On the stairs Sir Lawrence looked at his watch. ‘So far,’ he said, ‘the matter has taken twenty minutes – say twenty-five from door to door. They can’t do it at that pace in America – and we very nearly had an oblong young woman thrown in. Now for the Coffee House, and Hallorsen.’ And they turned their faces towards St James’s Street. ‘This street,’ he said, ‘is the Mecca of Western man, as the Rue de la Paix is the Mecca of Western woman.’ And he regarded his companions whimsically. What good specimens they were of a product at once the envy and mock of every other country! All over the British Empire men made more or less in their image were doing the work and playing the games of the British world. The sun never set on the type; history had looked on it and decided that it would survive. Satire darted at its joints, and rebounded from an unseen armour. ‘It walks quietly down the days of Time,’ he thought, ‘the streets and places of the world, without manner to speak of, without parade of learning, strength, or anything, endowed with the conviction, invisible, impermeable, of being IT.’

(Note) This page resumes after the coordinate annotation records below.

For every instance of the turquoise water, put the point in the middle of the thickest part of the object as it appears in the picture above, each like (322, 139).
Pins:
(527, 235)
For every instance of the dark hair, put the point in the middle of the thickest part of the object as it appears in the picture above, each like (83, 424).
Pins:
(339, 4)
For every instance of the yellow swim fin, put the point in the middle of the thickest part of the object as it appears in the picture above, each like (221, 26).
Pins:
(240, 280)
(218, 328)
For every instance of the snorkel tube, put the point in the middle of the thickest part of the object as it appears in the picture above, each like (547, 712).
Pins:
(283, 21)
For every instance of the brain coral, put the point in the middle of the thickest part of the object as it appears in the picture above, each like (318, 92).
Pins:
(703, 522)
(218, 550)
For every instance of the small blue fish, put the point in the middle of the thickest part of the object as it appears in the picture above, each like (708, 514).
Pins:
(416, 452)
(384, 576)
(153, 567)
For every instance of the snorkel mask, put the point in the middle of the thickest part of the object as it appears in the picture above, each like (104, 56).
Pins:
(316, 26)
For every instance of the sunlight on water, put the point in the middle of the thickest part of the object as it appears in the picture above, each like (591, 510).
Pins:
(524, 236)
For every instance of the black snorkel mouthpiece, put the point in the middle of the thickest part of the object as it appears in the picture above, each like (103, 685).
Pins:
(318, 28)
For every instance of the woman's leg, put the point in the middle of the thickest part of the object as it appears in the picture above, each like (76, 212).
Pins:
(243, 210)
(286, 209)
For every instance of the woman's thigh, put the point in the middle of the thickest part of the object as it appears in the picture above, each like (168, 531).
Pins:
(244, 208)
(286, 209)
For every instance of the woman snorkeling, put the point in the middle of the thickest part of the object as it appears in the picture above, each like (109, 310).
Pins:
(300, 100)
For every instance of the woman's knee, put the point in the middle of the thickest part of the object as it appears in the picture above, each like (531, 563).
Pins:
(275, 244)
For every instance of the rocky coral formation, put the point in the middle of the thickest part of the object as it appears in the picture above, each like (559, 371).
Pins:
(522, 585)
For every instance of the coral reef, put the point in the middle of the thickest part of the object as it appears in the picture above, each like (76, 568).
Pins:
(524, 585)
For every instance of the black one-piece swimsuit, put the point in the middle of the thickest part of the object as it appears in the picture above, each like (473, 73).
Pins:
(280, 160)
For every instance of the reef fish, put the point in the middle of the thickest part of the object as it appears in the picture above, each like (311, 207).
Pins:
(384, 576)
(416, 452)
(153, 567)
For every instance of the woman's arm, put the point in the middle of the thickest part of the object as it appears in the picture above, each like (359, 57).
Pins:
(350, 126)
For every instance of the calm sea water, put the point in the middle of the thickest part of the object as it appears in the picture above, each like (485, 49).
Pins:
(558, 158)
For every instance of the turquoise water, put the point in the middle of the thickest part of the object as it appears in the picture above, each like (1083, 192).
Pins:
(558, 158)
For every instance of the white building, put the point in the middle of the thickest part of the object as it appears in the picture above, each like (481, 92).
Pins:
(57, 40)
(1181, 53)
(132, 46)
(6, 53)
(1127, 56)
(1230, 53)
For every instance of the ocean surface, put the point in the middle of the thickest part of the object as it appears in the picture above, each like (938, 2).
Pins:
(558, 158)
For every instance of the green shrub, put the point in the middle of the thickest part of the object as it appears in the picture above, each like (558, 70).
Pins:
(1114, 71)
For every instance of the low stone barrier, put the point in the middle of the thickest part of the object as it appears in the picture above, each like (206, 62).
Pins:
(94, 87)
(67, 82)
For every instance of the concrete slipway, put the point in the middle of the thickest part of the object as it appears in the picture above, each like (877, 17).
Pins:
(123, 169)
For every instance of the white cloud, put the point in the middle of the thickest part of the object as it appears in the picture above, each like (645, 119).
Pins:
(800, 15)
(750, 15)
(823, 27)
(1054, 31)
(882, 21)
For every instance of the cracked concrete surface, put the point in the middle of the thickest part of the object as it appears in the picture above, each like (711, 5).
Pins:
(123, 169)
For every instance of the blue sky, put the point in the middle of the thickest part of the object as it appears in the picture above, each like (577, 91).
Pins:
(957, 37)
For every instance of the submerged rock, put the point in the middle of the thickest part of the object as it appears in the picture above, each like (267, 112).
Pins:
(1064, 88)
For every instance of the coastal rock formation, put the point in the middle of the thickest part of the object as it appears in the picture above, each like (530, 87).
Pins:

‘Yes,’ he said on the doorstep of ‘The Coffee House’, ‘I look on this as the plumb centre of the universe. Others may claim the North Pole, Rome, Montmartre – I claim the Coffee House, oldest Club in the world, and I suppose, by plumbing standards, the worst. Shall we wash, or postpone it to a more joyful opportunity? Agreed. Let’s sit down here, then, and await the apostle of plumbing. I take him for a hustler. Pity we can’t arrange a match between him and the Marquess. I’d back the old boy.’

The American looked very big coming into the low hall of the oldest Club in the world.

‘Sir Lawrence Mont,’ he said; ‘Ah! Captain! General Sir Conway Cherrell? Proud to meet you, General. And what can I do for you, gentlemen?’

He listened to Sir Lawrence’s recital with a deepening gravity. ‘Isn’t that too bad? I can’t take this sitting. I’m going right along now to see the Bolivian Minister. And, Captain, I’ve kept the address of your boy Manuel, I’ll cable our Consul at La Paz to get a statement from him right away, confirming your story. Who ever heard of such darned foolishness? Forgive me, gentlemen, but I’ll have no peace till I’ve set the wires going.’ And with a circular movement of his head he was gone. The three Englishmen sat down again.